EDITORIAL DE MARS 2022

Ce mois de mars restera dans les esprits comme celui où enfin tombent les masques. Nous voilà donc visage nu, frontal devant le virus, prêt à le regarder en face pour l’affronter, l’assimiler, le banaliser. L’image est évidemment très forte. Symboliquement, celle d’un dévoilement, d’une mise à nu comme les gladiateurs d’antan face à leur destin. Allégoriquement, c’est une révélation, l’étymologie même de l’apocalypse. Sommes-nous prêts à regarder notre destin, à confronter l’apocalypse ? cela rappelle une phrase des hippies des années 60 : « Les dieux ne nous parleront en face que lorsque nous-mêmes aurons un visage » ; pour beaucoup d’entre eux ce visage était celui-là même de Dieu, mais ne nous attardons pas trop sur ces évocations qui peuvent déranger certains : l’essentiel à réaliser c’est que nous nous avançons inexorablement vers des états où nous ne pourrons plus tricher trop longtemps.

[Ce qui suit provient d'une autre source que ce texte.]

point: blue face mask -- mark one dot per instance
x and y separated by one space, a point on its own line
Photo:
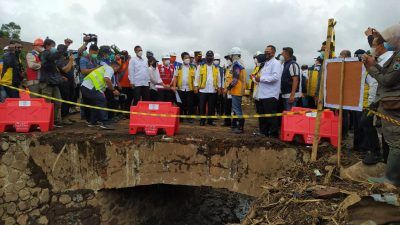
53 50
388 46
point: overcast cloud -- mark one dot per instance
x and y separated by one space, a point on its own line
188 25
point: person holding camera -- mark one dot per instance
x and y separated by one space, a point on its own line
66 67
50 78
93 88
139 76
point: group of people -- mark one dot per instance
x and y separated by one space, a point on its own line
106 77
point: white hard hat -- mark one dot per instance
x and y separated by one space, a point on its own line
236 51
257 53
166 56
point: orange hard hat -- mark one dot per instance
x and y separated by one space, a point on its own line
38 42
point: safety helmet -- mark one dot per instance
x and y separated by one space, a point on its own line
236 51
38 42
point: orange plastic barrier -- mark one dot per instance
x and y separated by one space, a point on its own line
25 114
151 124
304 125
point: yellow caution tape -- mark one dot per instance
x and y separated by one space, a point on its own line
383 116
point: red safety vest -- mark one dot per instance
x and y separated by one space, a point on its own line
30 73
166 73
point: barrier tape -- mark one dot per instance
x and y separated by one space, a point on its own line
387 118
383 116
161 115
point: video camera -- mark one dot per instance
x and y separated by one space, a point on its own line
90 38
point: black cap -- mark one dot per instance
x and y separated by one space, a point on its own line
210 53
359 52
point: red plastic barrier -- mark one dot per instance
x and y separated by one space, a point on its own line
304 125
151 124
24 114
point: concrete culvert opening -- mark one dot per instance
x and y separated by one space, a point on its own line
170 204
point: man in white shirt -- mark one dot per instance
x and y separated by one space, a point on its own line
207 83
268 92
93 87
139 76
184 83
291 80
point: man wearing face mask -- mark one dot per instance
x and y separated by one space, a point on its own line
291 79
219 106
33 66
50 78
386 70
207 83
139 76
184 83
237 87
166 70
12 69
268 92
227 96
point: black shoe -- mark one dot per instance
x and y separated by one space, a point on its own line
212 123
58 124
106 127
371 158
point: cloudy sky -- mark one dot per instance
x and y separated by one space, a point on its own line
188 25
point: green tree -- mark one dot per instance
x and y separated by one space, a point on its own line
10 30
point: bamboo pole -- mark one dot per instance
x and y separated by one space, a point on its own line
314 153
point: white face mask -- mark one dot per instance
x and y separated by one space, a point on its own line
373 52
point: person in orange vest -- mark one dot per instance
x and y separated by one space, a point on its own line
124 80
207 83
166 70
184 84
33 66
237 87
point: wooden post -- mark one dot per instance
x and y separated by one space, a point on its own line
331 25
339 150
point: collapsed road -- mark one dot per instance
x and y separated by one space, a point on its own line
85 176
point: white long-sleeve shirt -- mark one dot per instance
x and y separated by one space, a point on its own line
270 80
209 88
139 72
155 78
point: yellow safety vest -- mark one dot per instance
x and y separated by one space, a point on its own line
240 86
192 71
366 94
97 78
312 82
203 76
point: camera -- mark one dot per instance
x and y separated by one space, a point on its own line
90 38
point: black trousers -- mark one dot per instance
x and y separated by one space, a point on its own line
227 110
153 95
112 103
269 126
129 97
166 96
208 99
141 93
187 105
67 93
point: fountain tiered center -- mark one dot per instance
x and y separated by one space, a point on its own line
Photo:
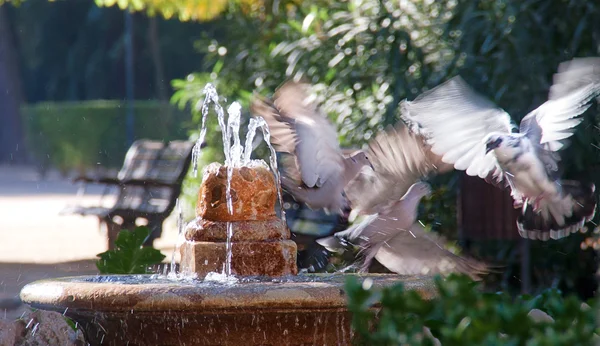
248 241
258 301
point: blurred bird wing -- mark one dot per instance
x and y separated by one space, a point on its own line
399 158
417 252
456 120
574 74
314 139
281 127
552 123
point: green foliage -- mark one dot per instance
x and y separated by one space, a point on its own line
129 257
184 9
58 63
364 57
462 314
87 134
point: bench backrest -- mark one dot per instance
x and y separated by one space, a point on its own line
156 161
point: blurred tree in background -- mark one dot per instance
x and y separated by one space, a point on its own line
363 57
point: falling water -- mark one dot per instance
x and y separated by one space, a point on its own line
171 271
255 123
210 96
236 155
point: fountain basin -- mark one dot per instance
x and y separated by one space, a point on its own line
149 310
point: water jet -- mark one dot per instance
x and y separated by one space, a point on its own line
238 283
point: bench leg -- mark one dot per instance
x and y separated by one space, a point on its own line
155 227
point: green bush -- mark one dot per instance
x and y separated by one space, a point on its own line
87 134
462 314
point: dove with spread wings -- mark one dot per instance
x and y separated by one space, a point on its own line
381 182
474 135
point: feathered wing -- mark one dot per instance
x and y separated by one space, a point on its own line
573 75
551 124
399 158
299 128
456 120
558 218
417 252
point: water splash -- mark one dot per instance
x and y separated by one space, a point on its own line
229 200
233 125
259 122
236 155
180 239
210 96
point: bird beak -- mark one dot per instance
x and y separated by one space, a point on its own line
493 145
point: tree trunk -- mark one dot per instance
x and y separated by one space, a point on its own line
12 148
159 73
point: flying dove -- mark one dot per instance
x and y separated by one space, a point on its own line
318 171
390 195
471 133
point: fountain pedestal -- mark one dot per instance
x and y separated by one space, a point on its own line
260 241
277 308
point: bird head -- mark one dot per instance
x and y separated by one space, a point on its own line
361 158
493 142
420 189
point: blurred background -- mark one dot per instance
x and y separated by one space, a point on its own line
82 80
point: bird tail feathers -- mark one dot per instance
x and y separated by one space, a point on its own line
332 244
558 218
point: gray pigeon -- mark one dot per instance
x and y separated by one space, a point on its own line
399 159
318 171
476 136
390 195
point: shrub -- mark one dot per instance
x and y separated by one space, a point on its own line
87 134
462 314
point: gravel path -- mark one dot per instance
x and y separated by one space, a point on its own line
36 242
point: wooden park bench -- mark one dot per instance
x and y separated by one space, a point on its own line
147 185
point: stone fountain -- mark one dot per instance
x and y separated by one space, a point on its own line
238 285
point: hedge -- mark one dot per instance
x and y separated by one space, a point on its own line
86 134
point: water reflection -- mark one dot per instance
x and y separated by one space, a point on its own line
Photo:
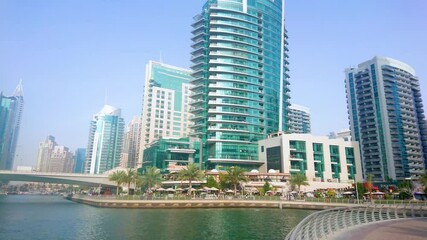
41 217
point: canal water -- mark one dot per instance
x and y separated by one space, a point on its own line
52 217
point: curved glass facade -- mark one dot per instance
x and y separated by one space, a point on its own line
240 91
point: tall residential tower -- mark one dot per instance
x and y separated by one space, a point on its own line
165 111
386 117
105 140
10 122
299 119
240 93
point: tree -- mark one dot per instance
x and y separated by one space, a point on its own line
369 186
423 181
151 177
191 173
266 187
299 180
118 177
234 176
130 176
211 182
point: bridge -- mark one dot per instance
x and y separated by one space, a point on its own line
93 180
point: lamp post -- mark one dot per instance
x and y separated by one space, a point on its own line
357 192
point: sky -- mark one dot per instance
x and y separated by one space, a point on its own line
73 56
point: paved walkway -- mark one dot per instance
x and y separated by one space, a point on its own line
405 229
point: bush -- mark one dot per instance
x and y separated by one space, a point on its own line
405 195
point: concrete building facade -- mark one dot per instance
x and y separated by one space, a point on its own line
240 70
299 119
11 108
321 159
105 140
387 118
54 158
165 111
130 153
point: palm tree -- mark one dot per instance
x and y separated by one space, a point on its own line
118 177
299 180
369 186
234 176
151 177
129 177
423 181
192 172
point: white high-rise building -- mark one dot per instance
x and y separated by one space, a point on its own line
299 119
54 158
105 140
319 158
165 111
45 151
129 156
387 118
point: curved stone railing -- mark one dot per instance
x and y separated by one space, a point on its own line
320 225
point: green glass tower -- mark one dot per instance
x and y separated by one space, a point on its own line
240 71
10 122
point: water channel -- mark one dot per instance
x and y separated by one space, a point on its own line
52 217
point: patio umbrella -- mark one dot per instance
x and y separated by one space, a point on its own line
347 193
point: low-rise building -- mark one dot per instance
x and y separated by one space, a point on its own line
171 154
321 159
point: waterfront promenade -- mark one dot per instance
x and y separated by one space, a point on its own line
414 229
204 203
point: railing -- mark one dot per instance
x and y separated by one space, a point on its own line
339 201
322 224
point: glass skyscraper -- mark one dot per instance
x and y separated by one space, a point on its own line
387 118
240 70
105 141
79 160
165 111
299 119
10 122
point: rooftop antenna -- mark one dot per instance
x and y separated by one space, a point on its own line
105 97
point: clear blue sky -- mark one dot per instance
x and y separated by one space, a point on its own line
68 53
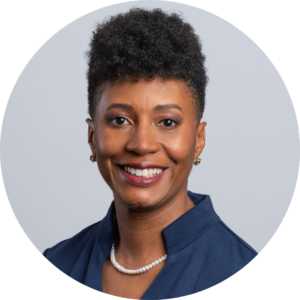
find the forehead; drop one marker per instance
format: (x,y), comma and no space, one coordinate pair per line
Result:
(146,94)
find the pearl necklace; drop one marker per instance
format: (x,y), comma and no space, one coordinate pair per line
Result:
(137,271)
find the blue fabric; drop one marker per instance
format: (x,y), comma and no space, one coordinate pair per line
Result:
(202,251)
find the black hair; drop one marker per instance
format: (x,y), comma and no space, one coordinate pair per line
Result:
(144,44)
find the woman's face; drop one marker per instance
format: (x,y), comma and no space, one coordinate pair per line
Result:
(150,127)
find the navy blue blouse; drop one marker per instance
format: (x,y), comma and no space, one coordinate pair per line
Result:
(202,251)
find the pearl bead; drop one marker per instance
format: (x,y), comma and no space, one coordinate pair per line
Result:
(138,271)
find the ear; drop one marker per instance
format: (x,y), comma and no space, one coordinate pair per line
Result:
(91,135)
(200,139)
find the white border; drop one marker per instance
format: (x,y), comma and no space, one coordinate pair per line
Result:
(27,25)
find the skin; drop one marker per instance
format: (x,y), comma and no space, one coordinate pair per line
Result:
(144,136)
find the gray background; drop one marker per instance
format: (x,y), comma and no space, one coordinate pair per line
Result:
(249,165)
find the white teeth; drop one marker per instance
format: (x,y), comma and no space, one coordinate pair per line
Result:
(143,172)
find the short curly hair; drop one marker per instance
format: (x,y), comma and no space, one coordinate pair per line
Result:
(144,44)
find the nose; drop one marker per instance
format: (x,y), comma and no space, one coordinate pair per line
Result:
(142,140)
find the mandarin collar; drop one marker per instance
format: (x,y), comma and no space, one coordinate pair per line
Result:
(177,235)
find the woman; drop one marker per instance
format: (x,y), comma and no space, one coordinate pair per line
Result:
(146,92)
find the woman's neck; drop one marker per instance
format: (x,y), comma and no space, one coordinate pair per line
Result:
(140,239)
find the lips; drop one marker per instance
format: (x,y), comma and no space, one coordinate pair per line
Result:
(142,174)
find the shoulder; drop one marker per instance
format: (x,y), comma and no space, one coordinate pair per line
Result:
(226,249)
(65,254)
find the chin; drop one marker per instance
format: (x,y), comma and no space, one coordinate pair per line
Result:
(140,202)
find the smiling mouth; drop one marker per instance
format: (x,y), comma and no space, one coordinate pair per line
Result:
(144,173)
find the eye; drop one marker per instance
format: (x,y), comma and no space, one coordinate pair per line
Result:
(168,123)
(120,121)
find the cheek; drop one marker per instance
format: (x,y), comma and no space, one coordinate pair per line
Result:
(108,145)
(181,148)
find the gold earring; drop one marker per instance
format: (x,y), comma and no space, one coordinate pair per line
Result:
(197,161)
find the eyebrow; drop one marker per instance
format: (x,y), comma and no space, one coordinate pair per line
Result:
(130,108)
(166,106)
(120,105)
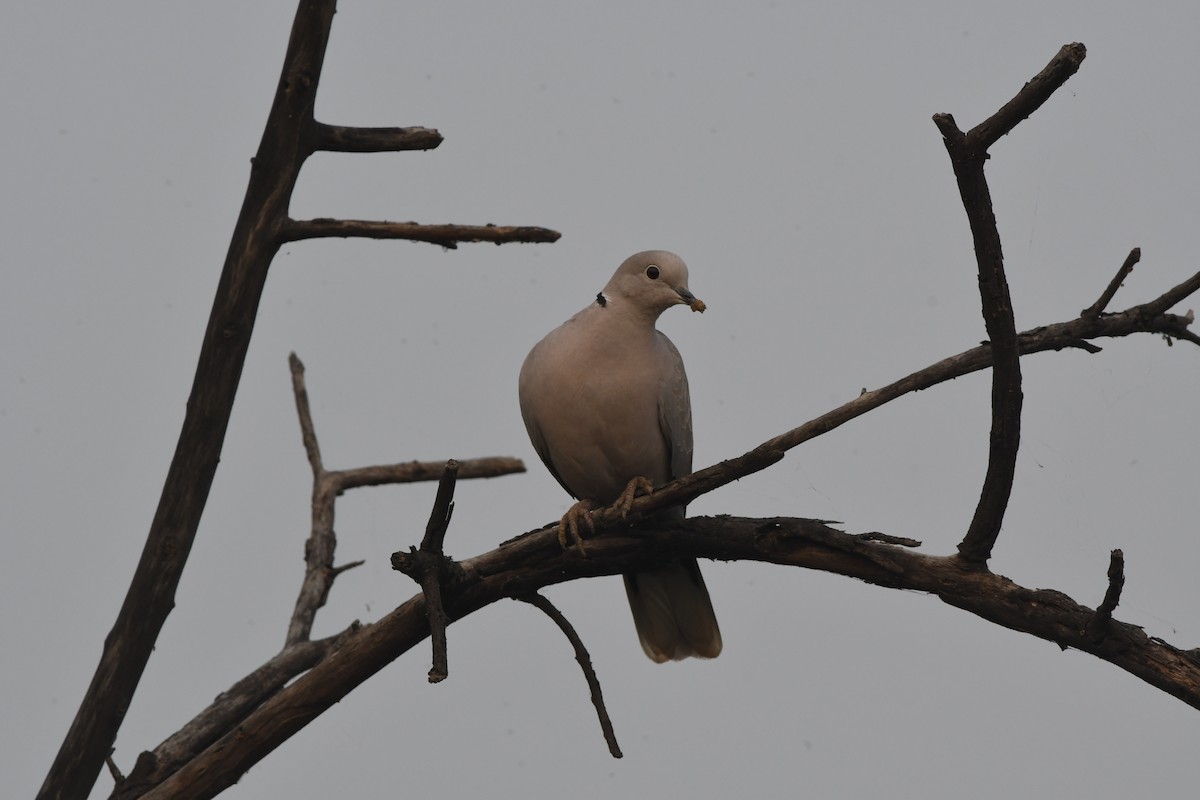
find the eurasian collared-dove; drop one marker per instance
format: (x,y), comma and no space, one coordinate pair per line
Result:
(605,400)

Et dans le cadre professionnel, l’analyse institutionnelle que nous menons dans l’accompagnement des démarches projet dans l’entreprise n’est pas très éloignée de la vertu de ces dévoilements. Deux cas illustrent ce constat.
Dans ce comité de pilotage d’une démarche QVT à ses touts débuts, le délégué syndical, très moteur dans la négociation initiale, fait soudain de la résistance, il conteste la définition de la QVT, revendique d’en définir les contenus, s’oppose au principe de discussion collective.. Il faut interrompre le processus, et tâcher de comprendre ce qui se passe. Un entretien avec un médiateur externe neutre fait apparaitre cette réalité : le délégué craint qu’en ouvrant le processus à l’ensemble des salariés, il ne serve plus à rien. Ce n’est pas ici un calcul politique, ni même une revendication de pouvoir : chez lui c’est presque une question de survie psychique dans son identité, son rapport aux autres, et ses raisons de venir travailler. Un dispositif adapté basé sur la reformulation l’aidera à avancer vers le dévoilement de cette réalité, seule manière non brutale de dépasser le blocage de la démarche.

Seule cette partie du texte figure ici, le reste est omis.